The disappointing thing about the Stoke meeting was that almost everyone who turned up was a member of a local organisation, pressure group or political party, although the IBA had advertised the meeting in the Press and on local radio.

Between now and the beginning of next year there are IBA public meetings in many areas. They’re free, and if you like watching television, they’re important, because they could shape the IBA’s attitudes to the companies they appoint and the programmes you’ll be seeing in the coming years.



A TV station in your town?


HOW CAN LARGE ITV companies cater for people on the fringe of their areas – communities which often feel left out when it comes to local news coverage? The question was raised at the Stoke-on-Trent meeting and has been a recurrent topic in IBA public meetings. Already, many companies are expanding their local news operations, opening up studios and information centres in outlying towns.

ATV, for instance, has an information centre, manned by journalists with interviewing rooms at their disposal, in Nottingham and Oxford, and Bob Gillman, ATV’s Head of Regional Development, says the centres already attract more local stories.

Next month, Granada opens its new studio in Liverpool, and the Grampian company serving the North of Scotland has opened a new centre in Dundee. Many other companies are following suit, and the big hope is that union agreements will soon allow them to use the new Electronic News Gathering equipment which speeds up the process of getting local news on screen. The new cameras can record a news story directly on to videotape, instead of film, or beam it straight to the nearest studio.

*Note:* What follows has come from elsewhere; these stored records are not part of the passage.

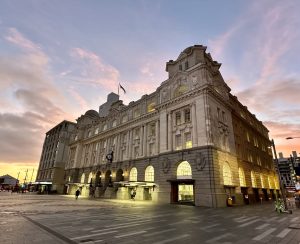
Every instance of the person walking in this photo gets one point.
(77, 193)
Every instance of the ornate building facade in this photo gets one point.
(50, 176)
(190, 141)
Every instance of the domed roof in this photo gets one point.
(92, 113)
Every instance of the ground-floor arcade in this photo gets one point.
(198, 177)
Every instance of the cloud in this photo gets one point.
(30, 102)
(24, 133)
(274, 100)
(79, 99)
(279, 132)
(93, 70)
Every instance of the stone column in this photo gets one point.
(194, 123)
(129, 144)
(163, 131)
(170, 140)
(145, 140)
(156, 137)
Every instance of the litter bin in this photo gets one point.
(297, 200)
(229, 201)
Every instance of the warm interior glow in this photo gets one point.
(19, 168)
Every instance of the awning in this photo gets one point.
(135, 183)
(183, 181)
(41, 183)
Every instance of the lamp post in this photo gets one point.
(292, 137)
(278, 172)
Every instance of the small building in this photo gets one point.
(189, 142)
(8, 182)
(50, 176)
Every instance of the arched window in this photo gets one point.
(269, 183)
(90, 179)
(276, 183)
(124, 118)
(184, 170)
(180, 90)
(262, 181)
(151, 107)
(104, 127)
(133, 174)
(149, 173)
(253, 180)
(242, 177)
(82, 178)
(227, 176)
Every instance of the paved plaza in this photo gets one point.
(47, 219)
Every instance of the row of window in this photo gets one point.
(183, 171)
(227, 178)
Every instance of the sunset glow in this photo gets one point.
(59, 59)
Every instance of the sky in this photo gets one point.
(59, 59)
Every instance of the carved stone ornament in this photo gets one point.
(166, 165)
(200, 162)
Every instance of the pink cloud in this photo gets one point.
(94, 71)
(15, 37)
(279, 132)
(79, 99)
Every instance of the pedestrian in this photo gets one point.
(132, 194)
(77, 193)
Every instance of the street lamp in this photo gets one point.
(278, 172)
(292, 137)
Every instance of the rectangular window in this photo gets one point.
(223, 117)
(152, 130)
(188, 140)
(178, 118)
(137, 133)
(136, 152)
(151, 149)
(178, 144)
(186, 65)
(187, 115)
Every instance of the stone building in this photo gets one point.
(191, 141)
(50, 176)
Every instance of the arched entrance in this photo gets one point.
(182, 188)
(120, 175)
(98, 182)
(108, 179)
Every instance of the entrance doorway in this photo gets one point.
(185, 192)
(256, 195)
(244, 191)
(182, 192)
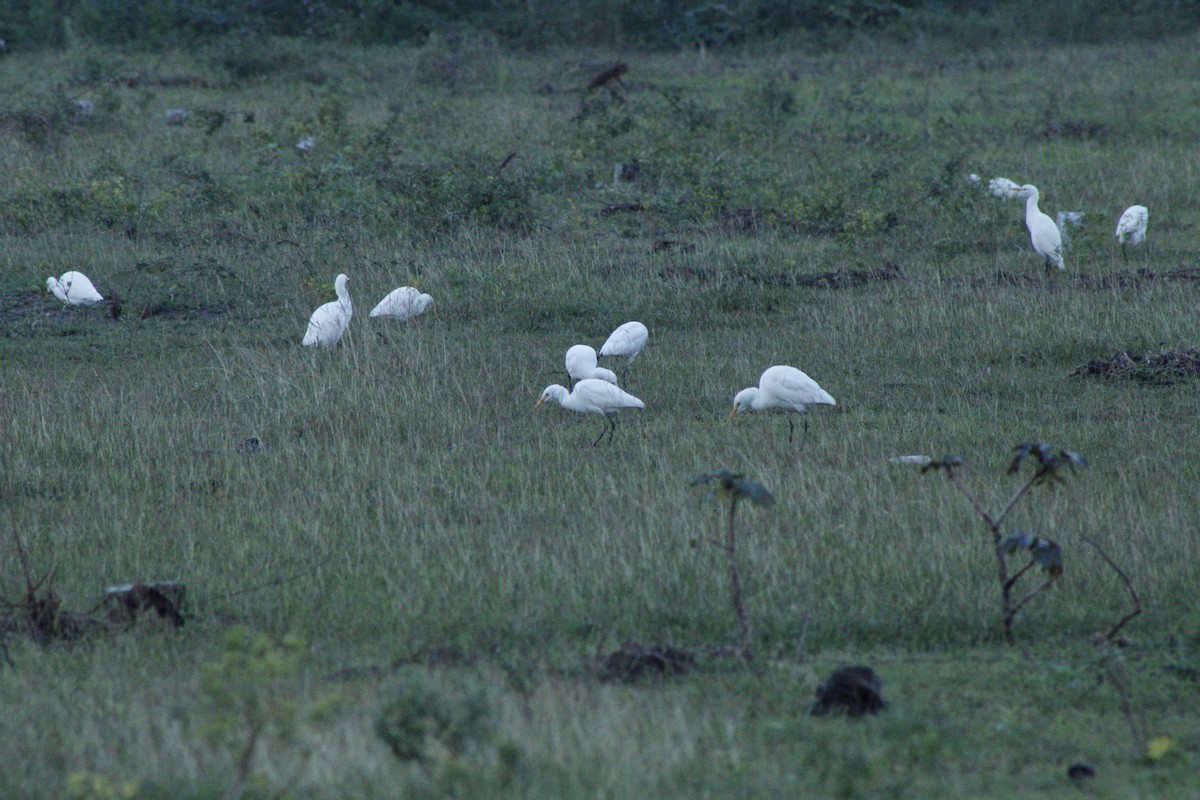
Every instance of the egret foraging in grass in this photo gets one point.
(73, 289)
(593, 396)
(1133, 224)
(1043, 232)
(627, 341)
(402, 304)
(329, 322)
(1002, 187)
(785, 389)
(581, 365)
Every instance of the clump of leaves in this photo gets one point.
(251, 693)
(429, 725)
(94, 786)
(1049, 467)
(732, 488)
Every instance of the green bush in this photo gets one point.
(423, 721)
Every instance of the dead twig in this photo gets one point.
(1133, 593)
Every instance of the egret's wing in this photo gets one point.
(795, 388)
(603, 397)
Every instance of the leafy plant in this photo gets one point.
(426, 725)
(251, 693)
(1048, 469)
(732, 488)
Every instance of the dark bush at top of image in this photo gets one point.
(535, 23)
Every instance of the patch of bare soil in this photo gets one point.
(633, 662)
(1167, 367)
(843, 278)
(852, 691)
(168, 311)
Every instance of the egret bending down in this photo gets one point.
(1133, 224)
(627, 341)
(593, 396)
(73, 289)
(329, 322)
(1043, 232)
(581, 364)
(402, 304)
(785, 389)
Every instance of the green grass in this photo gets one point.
(412, 503)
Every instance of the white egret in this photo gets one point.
(627, 341)
(1002, 187)
(593, 396)
(402, 304)
(785, 389)
(581, 365)
(1043, 232)
(73, 289)
(329, 322)
(1133, 224)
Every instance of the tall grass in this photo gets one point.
(413, 506)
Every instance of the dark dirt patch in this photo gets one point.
(834, 280)
(168, 311)
(1073, 130)
(633, 662)
(1167, 367)
(852, 691)
(622, 208)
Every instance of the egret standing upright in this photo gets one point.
(1044, 234)
(592, 396)
(1132, 224)
(330, 320)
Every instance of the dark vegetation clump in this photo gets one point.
(1165, 367)
(852, 691)
(633, 662)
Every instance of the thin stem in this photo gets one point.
(1133, 593)
(736, 585)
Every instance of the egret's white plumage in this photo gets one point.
(73, 289)
(1043, 232)
(627, 341)
(329, 322)
(1133, 224)
(402, 304)
(581, 364)
(785, 389)
(592, 396)
(1002, 187)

But will a town like Stoke-on-Trent ever be able to have its own news programme, opting out of regional programmes to screen their own local news? Money would be needed to install the engineering at the transmitters which would make such a service available, but this could be the shape of TV to come.





TV Eye title card


MRS. MARY REEVES of the Stoke-on-Trent Conservative Association won’t be too pleased about the latest news from TV Eye. At the IBA meeting, she complained that ex-politicians shouldn’t present current affairs programmes because, she claimed, they are bound to be biased.

But next week, when TV Eye begins a fresh series, a former politician, Bryan Gould, the member for Southampton Test until the last election, joins the team as a reporter.

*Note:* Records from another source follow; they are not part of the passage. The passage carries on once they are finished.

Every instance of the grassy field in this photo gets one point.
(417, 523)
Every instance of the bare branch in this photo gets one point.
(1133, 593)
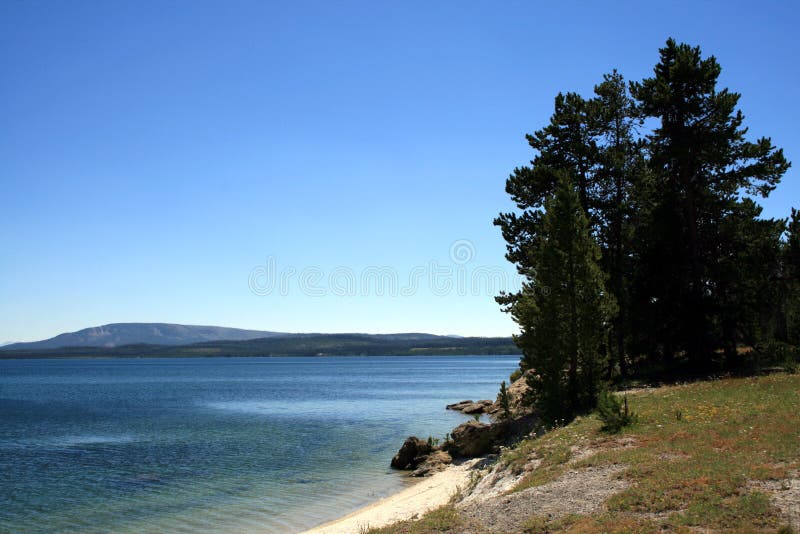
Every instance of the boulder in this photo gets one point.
(472, 439)
(517, 392)
(435, 461)
(476, 407)
(458, 406)
(411, 454)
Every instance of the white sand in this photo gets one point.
(415, 500)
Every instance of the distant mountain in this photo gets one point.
(290, 345)
(119, 334)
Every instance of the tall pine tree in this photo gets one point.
(563, 310)
(702, 164)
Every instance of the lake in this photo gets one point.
(210, 445)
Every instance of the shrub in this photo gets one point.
(614, 412)
(505, 402)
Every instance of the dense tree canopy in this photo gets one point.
(683, 250)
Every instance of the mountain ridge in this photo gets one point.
(119, 334)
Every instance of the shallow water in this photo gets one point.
(210, 445)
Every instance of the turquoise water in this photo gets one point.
(210, 445)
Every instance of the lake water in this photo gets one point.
(210, 445)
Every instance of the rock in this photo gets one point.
(436, 461)
(458, 406)
(476, 407)
(470, 407)
(472, 439)
(411, 454)
(516, 392)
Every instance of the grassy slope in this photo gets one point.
(696, 458)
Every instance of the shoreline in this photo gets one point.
(411, 502)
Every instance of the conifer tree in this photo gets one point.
(563, 309)
(701, 163)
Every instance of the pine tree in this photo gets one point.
(563, 309)
(791, 272)
(701, 163)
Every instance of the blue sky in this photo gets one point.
(174, 161)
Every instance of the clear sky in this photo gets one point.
(311, 166)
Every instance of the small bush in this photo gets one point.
(614, 412)
(505, 402)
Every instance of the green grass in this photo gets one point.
(694, 460)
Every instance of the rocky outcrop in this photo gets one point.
(472, 439)
(469, 407)
(517, 392)
(435, 461)
(458, 405)
(413, 452)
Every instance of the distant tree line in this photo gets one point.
(640, 238)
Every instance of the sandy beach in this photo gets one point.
(413, 501)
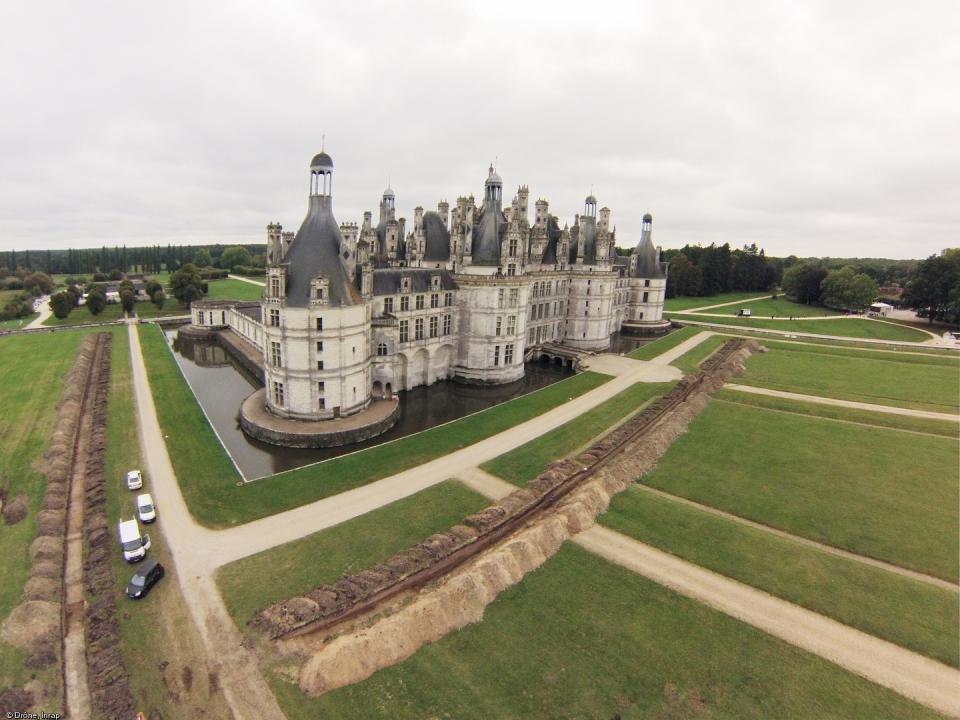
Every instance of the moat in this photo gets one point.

Gould sees the problem, but feels that ex-politicians would be unlikely to let their personal views creep into a story.

“A good interviewer is always seeking the weakness in a politician’s stand,” he says. “And a former politician knows all the arguments from all the parties’ points of view.”

In his own case, he thinks his training as a lawyer will be invaluable in bringing a balanced feel to his reports. “You become accustomed to putting someone else’s case whatever your own views.”

Married with two children, 40-year-old Gould will be bringing his experience of working in the Foreign Office to TV Eye. And though he has no previous experience as a TV reporter, he has plenty on the other side of the camera. “A Labour M.P. in the South of England is a rare species,’ he says. “So I was always appearing on local programmes putting across the Labour view.”



Hazell, expletives deleted


Hazell, played by Nicholas Ball

ARE PROGRAMMES like Hazell too blue, as suggested at the IBA meeting in Stoke? Hazell producer Tim Aspinall was surprised by the accusation when we tackled him on this controversial subject.

Conceding that one four-letter word did find its way on screen in one episode, when it was overlooked at the cutting stage, Aspinall said the programme makers went out of their way to keep the scripts free from expletives. “There are very firm IBA directives on this, and we follow them carefully. We were aware that the programme had a large teenage following, and we rigorously kept out any words which might have caused offence. Nicholas Ball was particularly sensitive to the problem, and between us we cut anything in the dialogue which we were doubtful about.

“We realised it was extremely sensitive subject, and we didn’t want to lose viewers, quite unnecessarily, through giving offence over a few words.”